La physique a ses raisons que Bezos ignore ?
Et il y a la technologie choisie. Pour atteindre les 144 GBit/s promis en liaison radio, TeraWave compte utiliser la bande Q/V. Pour faire simple : ce sont des fréquences très élevées. L’avantage ? Ça va vite. L’inconvénient ? La moindre goutte de pluie agit comme un mur de briques.

Comme tous les experts l’expliquent, le concept est techniquement et économiquement aventureux. Fabriquer des antennes capables de gérer ces fréquences demande une précision d’orfèvre et coûte une fortune. De plus, les stations au sol devront utiliser la bande E, encore plus sensible à la météo. En clair : s’il pleut, votre connexion à plusieurs milliards de dollars risque de s’effondrer.
Et ce n’est pas tout. Pour la liaison optique « magique » de 6 TBit/s, Blue Origin mise sur des lasers entre l’espace et la Terre.
Mais les lasers ne traversent pas les nuages. Cette technologie ne fonctionne de manière fiable que si le ciel est parfaitement dégagé.
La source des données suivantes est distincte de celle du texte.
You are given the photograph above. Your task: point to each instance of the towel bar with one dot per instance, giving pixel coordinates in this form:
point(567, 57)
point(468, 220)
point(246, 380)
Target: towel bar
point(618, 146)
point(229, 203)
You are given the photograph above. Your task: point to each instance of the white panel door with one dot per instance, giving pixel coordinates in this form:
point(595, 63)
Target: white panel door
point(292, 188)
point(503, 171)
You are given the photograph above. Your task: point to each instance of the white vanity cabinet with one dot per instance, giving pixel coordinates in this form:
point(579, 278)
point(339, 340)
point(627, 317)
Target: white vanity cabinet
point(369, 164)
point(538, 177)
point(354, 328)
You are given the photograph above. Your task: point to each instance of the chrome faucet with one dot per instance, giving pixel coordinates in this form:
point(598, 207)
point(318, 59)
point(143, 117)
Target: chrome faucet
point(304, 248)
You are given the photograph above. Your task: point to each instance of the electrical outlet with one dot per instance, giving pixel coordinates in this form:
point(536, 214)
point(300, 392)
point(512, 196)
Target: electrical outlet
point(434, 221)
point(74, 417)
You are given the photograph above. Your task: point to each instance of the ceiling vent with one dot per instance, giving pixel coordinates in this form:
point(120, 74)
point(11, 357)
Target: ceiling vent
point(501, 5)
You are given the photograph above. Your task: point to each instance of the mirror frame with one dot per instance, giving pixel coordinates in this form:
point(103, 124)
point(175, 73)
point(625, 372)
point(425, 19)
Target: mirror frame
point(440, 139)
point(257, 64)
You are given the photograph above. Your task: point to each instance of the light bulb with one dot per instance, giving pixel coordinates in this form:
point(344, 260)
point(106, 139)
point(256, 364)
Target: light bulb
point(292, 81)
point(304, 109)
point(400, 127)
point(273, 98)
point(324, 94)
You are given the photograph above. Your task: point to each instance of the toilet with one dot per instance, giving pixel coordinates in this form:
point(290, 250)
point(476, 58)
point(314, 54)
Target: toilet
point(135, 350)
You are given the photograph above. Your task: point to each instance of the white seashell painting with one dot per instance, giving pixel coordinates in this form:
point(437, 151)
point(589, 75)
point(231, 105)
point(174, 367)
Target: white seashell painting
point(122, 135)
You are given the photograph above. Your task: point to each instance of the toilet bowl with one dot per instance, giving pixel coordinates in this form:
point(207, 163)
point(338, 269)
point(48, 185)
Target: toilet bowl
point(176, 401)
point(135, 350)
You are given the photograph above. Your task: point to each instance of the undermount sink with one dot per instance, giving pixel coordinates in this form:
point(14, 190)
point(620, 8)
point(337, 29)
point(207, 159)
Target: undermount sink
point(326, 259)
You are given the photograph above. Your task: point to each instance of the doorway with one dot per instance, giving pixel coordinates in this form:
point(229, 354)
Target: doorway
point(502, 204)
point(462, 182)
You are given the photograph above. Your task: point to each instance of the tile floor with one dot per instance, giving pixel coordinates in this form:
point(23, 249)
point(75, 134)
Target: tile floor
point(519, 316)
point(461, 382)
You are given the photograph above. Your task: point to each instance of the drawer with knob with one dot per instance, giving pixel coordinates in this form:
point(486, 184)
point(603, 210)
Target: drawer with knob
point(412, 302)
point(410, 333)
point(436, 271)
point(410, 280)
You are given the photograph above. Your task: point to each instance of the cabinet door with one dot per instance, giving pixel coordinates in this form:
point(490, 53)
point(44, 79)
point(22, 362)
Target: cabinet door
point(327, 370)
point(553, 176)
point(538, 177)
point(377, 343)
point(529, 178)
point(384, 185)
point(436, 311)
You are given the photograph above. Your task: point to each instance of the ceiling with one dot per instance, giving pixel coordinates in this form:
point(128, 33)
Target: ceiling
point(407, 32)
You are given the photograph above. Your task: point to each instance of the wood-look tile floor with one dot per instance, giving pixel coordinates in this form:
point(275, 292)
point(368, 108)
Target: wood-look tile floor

L’idée de baser une infrastructure critique pour des gouvernements sur la météo locale semble, disons, comment… audacieuse.
Blue Origin semble promettre l’impossible avec une complexité opérationnelle audacieuse, le tout pour un marché de niche estimé à seulement 100 000 clients entreprises. L’équation économique semble aussi bancale que l’équation physique.
Mais il y a une dimension stratégique interne. Des rumeurs circulent depuis des mois sur une volonté de Bezos de fusionner le projet Kuiper d’Amazon avec les activités spatiales de Blue Origin. TeraWave pourrait être un levier de négociation, ou un moyen de perturber une potentielle entrée en bourse de SpaceX en promettant des technologies « supérieures » aux investisseurs.